Applied Biosystems has continued to develop DNA sequencing platforms since the launch of the industry's first automated DNA sequencer in 1986. This marked the beginning of an ongoing commitment from the company to evolve its DNA sequencing chemistries, systems and analytical tools to meet the increasing demands of the scientific community for higher-throughput, more sophisticated DNA sequencing solutions. Today, more than 14,000 of Applied Biosystems' genetic analyzers are actively utilized in research and regulated markets, and have contributed to the sequencing of more than 450 completed genomes.

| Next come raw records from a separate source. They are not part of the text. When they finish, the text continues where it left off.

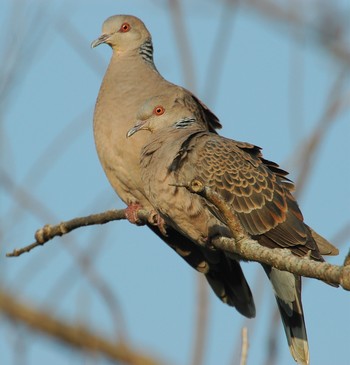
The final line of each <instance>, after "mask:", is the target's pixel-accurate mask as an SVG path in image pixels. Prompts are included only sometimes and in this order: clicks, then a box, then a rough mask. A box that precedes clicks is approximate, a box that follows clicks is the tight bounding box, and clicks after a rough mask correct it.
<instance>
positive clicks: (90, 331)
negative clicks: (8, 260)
mask: <svg viewBox="0 0 350 365" xmlns="http://www.w3.org/2000/svg"><path fill="white" fill-rule="evenodd" d="M0 311H1V312H2V313H3V314H5V315H6V316H7V317H9V318H11V319H13V320H15V321H18V322H20V323H24V324H25V325H27V326H29V327H30V328H32V329H34V330H37V331H39V332H42V333H45V334H46V335H50V336H52V337H54V338H56V339H58V340H60V341H63V342H65V343H67V344H69V345H71V346H73V347H75V348H76V349H80V350H83V351H89V352H93V353H99V354H101V355H104V356H105V357H107V358H109V359H111V360H114V361H120V362H121V363H123V364H130V365H159V364H160V362H158V361H157V360H155V359H153V358H151V357H149V356H148V355H145V354H141V353H140V352H138V351H135V350H134V349H131V348H130V347H129V346H127V345H126V344H124V343H122V342H117V343H115V342H110V341H108V340H107V339H105V338H104V337H102V336H98V335H96V334H94V333H92V332H91V331H90V330H89V329H87V328H85V327H83V326H81V325H72V324H68V323H66V322H64V321H62V320H58V319H55V318H53V317H52V316H51V315H50V314H48V313H45V312H43V310H42V309H40V310H37V309H34V308H32V307H29V306H28V305H24V304H23V303H21V302H19V301H18V300H17V299H15V298H13V297H12V296H11V295H9V294H6V293H4V292H0Z"/></svg>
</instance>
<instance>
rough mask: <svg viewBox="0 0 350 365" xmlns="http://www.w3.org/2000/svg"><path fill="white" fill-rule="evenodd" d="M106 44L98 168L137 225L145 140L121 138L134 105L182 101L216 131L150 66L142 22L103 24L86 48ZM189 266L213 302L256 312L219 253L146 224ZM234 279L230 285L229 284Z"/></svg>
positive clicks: (216, 125) (134, 113) (181, 234)
mask: <svg viewBox="0 0 350 365" xmlns="http://www.w3.org/2000/svg"><path fill="white" fill-rule="evenodd" d="M102 43H106V44H108V45H109V46H110V47H111V48H112V51H113V53H112V58H111V61H110V64H109V66H108V69H107V71H106V74H105V76H104V79H103V82H102V85H101V88H100V92H99V95H98V98H97V102H96V107H95V114H94V137H95V144H96V149H97V152H98V156H99V159H100V162H101V164H102V167H103V169H104V171H105V173H106V175H107V178H108V180H109V182H110V183H111V185H112V187H113V188H114V190H115V191H116V193H117V194H118V195H119V197H120V198H121V199H122V200H123V201H124V202H125V203H126V204H127V206H128V208H127V214H128V218H129V220H131V221H135V220H136V213H137V210H138V209H140V208H144V209H146V210H148V211H150V212H152V211H154V208H153V206H152V204H151V203H150V202H149V200H148V197H147V195H146V194H145V192H144V187H143V183H142V181H141V175H140V166H139V163H140V162H139V161H140V151H141V147H142V146H143V145H144V143H145V139H144V138H145V137H144V136H142V135H139V136H136V137H135V138H134V139H133V140H132V141H131V140H128V139H127V138H126V132H127V131H128V130H129V129H130V128H131V127H132V126H133V122H134V118H135V115H136V113H137V110H138V109H139V105H140V104H142V103H144V102H145V101H146V100H147V99H148V98H150V97H152V96H155V95H158V94H160V93H164V92H167V93H171V94H172V95H173V96H176V97H180V98H186V100H187V102H188V107H189V108H190V109H191V110H192V112H193V113H194V114H195V115H197V117H198V119H199V120H201V121H202V122H203V128H205V129H208V130H210V131H212V132H214V130H215V129H216V128H220V127H221V125H220V123H219V121H218V119H217V117H216V116H215V115H214V114H213V113H212V112H211V111H210V110H209V109H208V108H207V107H206V106H205V105H204V104H203V103H202V102H201V101H200V100H199V99H197V98H196V97H195V96H194V95H193V94H191V93H190V92H189V91H187V90H186V89H184V88H182V87H179V86H176V85H174V84H171V83H169V82H168V81H166V80H165V79H164V78H163V77H162V76H161V75H160V74H159V72H158V71H157V69H156V67H155V65H154V63H153V46H152V40H151V35H150V33H149V32H148V30H147V29H146V27H145V25H144V24H143V22H142V21H141V20H140V19H138V18H136V17H134V16H130V15H116V16H112V17H110V18H108V19H107V20H106V21H105V22H104V23H103V26H102V34H101V36H100V37H99V38H98V39H96V40H95V41H94V42H92V44H91V46H92V47H96V46H98V45H99V44H102ZM148 227H150V228H151V229H152V230H153V231H154V232H155V233H156V234H157V235H158V236H160V237H161V238H162V239H163V240H164V241H165V242H166V243H167V244H168V245H169V246H170V247H172V248H173V249H174V250H175V251H176V252H177V253H178V254H179V255H180V256H181V257H182V258H183V259H184V260H185V261H186V262H187V263H188V264H190V265H191V266H192V267H193V268H195V269H196V270H198V271H199V272H201V273H203V274H205V276H206V278H207V280H208V282H209V284H210V285H211V287H212V288H213V290H214V292H215V293H216V294H217V296H218V297H219V298H220V299H221V300H222V301H224V302H226V303H228V304H230V305H234V306H236V307H237V309H238V310H239V311H240V312H242V313H243V314H244V315H246V316H248V317H253V316H254V315H255V307H254V302H253V299H252V295H251V292H250V289H249V287H248V284H247V282H246V280H245V278H244V275H243V273H242V270H241V268H240V265H239V263H237V262H231V261H229V260H227V259H226V257H225V256H224V255H222V254H221V253H216V252H214V253H212V252H210V250H207V249H201V248H199V247H198V246H196V245H194V244H193V242H192V241H191V240H189V239H188V238H187V237H185V236H183V235H182V234H181V233H179V232H177V231H176V230H174V229H172V228H168V229H167V235H166V236H165V235H164V234H162V232H161V231H160V230H159V229H158V227H157V226H154V225H152V224H148ZM232 278H234V279H232Z"/></svg>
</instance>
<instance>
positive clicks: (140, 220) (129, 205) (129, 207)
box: [125, 203, 144, 226]
mask: <svg viewBox="0 0 350 365" xmlns="http://www.w3.org/2000/svg"><path fill="white" fill-rule="evenodd" d="M141 209H142V205H141V204H138V203H132V204H130V205H128V206H127V207H126V208H125V216H126V219H127V220H128V221H129V222H130V223H132V224H137V225H139V226H141V225H144V223H143V222H142V221H141V220H140V219H139V217H138V212H139V211H140V210H141Z"/></svg>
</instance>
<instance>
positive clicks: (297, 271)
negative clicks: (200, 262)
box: [186, 179, 350, 290]
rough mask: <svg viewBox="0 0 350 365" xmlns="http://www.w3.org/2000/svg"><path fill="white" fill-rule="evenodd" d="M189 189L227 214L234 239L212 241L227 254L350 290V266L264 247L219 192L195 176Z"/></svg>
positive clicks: (212, 242) (231, 233)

"In less than two decades, Applied Biosystems has evolved three generations of sequencing technology from gel slabs to capillary electrophoresis to next-generation sequencing, and is now providing a platform that is expected to ultimately accelerate the realization of personalized medicine," said Mark Stevenson, Applied Biosystems' president and chief operating officer. "With our new SOLiD 3 System, scientists will be able to generate more genetic information in a matter of weeks than was produced by the Human Genome Project in ten years."
About the SOLiD 3 System
The SOLiD 3 System is the life science industry's most comprehensive solution from sample to results. The platform is based on sequencing by oligonucleotide ligation and detection. Unlike polymerase sequencing approaches, the platform utilizes a proprietary technology called stepwise ligation, which generates the industry's most cost-effective and accurate mappable sequence data for a variety of applications. The SOLiD 3 System is capable of generating 20 billion bases of mappable sequence data per run in customer laboratories, and has demonstrated runs of greater than 25 billion bases of mappable sequence data at Applied Biosystems' research and development facilities. The SOLiD 3 System is supported by one of the life-science industry's most comprehensive service and support organization of more than 2,000 dedicated field personnel worldwide, specializing in business consulting and protocol development, instrument optimization, and data and application integration. Further information about the SOLiD 3 System is available at solid.appliedbiosystems.com.
The SOLiD 3 System is available as an upgrade to an existing platform, or as a stand-alone instrument. To receive the SOLiD 3 upgrade, contact a regional service representative, who can install components that include a new compute cluster, automation components and reagent cooling hardware, and software. The SOLiD 3 System is expected to be globally available in early 2009.